Difference between revisions of "HAMR: Human/Authority Metadata Reconciliation"
From Code4Lib
Joshuago78 (Talk | contribs) (→Sample Output) |
(→Need to do) |
||
| Line 70: | Line 70: | ||
# Create basic code framework | # Create basic code framework | ||
# Implement metadata retrieval from authority | # Implement metadata retrieval from authority | ||
| + | # Design structure of plugins | ||
# Design matching algorithm | # Design matching algorithm | ||
Revision as of 20:18, 7 February 2011
HAMR: Human/Authority Metadata Reconciliation
Sean Chen, Tim Donohue, Joshua Gomez, Ranti Junus, Ryan Scherle
A tool for a curator to determine whether the various fields of a metadata record are correct. Takes a metadata record, locates any identifiers (e.g., DOI, PMID). Retrieves a copy of the metadata record from an authoritative source (e.g., CrossRef, PubMed). Displays a human-readable page that compares fields in the initial record with fields in the authoritative record. Each field is color-coded based on how well it matches, so the curator can quickly identify discrepancies.
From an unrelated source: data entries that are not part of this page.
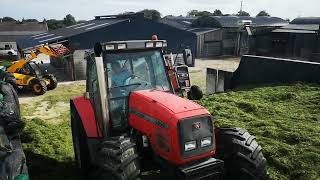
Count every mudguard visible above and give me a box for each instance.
[70,96,102,138]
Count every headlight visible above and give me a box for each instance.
[118,44,127,49]
[184,141,197,151]
[106,44,115,50]
[146,42,154,48]
[156,42,163,47]
[201,137,212,147]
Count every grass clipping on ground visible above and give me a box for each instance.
[22,84,320,180]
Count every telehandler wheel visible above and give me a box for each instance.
[187,85,203,100]
[216,128,269,180]
[48,75,58,90]
[31,79,47,95]
[98,136,140,180]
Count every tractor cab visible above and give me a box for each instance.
[87,40,174,132]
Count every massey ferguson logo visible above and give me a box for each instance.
[192,122,201,130]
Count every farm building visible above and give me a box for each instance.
[253,18,320,61]
[160,16,288,57]
[18,14,197,80]
[160,16,222,58]
[194,16,288,56]
[0,21,48,50]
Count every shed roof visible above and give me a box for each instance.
[290,17,320,24]
[0,22,48,32]
[281,24,320,31]
[17,18,129,49]
[272,29,316,34]
[160,16,197,30]
[211,16,289,28]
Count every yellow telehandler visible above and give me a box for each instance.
[6,44,69,95]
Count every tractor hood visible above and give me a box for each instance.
[129,90,209,119]
[135,90,204,114]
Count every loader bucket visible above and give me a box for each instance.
[207,55,320,94]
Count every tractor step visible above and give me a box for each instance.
[180,158,224,180]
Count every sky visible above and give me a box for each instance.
[0,0,320,20]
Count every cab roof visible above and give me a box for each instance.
[101,40,167,51]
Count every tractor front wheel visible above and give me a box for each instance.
[47,75,58,90]
[31,80,47,96]
[187,85,203,100]
[216,128,269,180]
[98,136,140,180]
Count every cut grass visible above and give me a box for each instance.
[21,83,320,180]
[200,84,320,179]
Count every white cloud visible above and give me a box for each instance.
[0,0,320,20]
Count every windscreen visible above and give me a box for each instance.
[105,50,171,99]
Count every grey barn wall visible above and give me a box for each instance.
[69,19,197,53]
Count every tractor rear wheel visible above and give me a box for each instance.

Narrowing the focus for today:
- Dublin core (maybe qualified)
- framework that allows multiple authority sources
- NOT focusing on author names (ORCID is already working on this), except the fact that they are strings, and we'll do basic string matching
- 1 to 1 matching. Even if you want to eventually match with multiple authorities, you'd only do one at a time
Possible authority sources:
- PubMed
- Sample pubmed query (in Java): DSpace PubMedPrefillStep.java (From Populate Metadata from PubMed)
- See 'retrievePubmedXML()' in above java code for actual call to PubMed
- Mapping happens here: See pmid-to-dim.xsl for a sample XSLT crosswalk to translate PubMed format to a qualified dublin core (internal DSpace metadata format)
- More examples of querying PubMed: http://www.my-whiteboard.com/how-to-automate-pubmed-search-using-perl-php-or-java/
- Sample pubmed query (in Java): DSpace PubMedPrefillStep.java (From Populate Metadata from PubMed)
- CrossRef
- simply send the DOI to crossref, and get JSON/XML back
- Metadata Search -- send a text query, receive a list of matching records
- OpenURL search
- google scholar - does it have an API?
- mendeley - Mendeley API
- vivo
- bibapp
Thoughts / Questions:
- Is there a way to do most/all of this via Javascript/AJAX/JQuery? Could it be a simple Javascript framework you could "drop" into any metadata editing interface?
Contents
Code
Output Spec
- We will use a simple XML output consisting of paired (and possibly unpaired) values.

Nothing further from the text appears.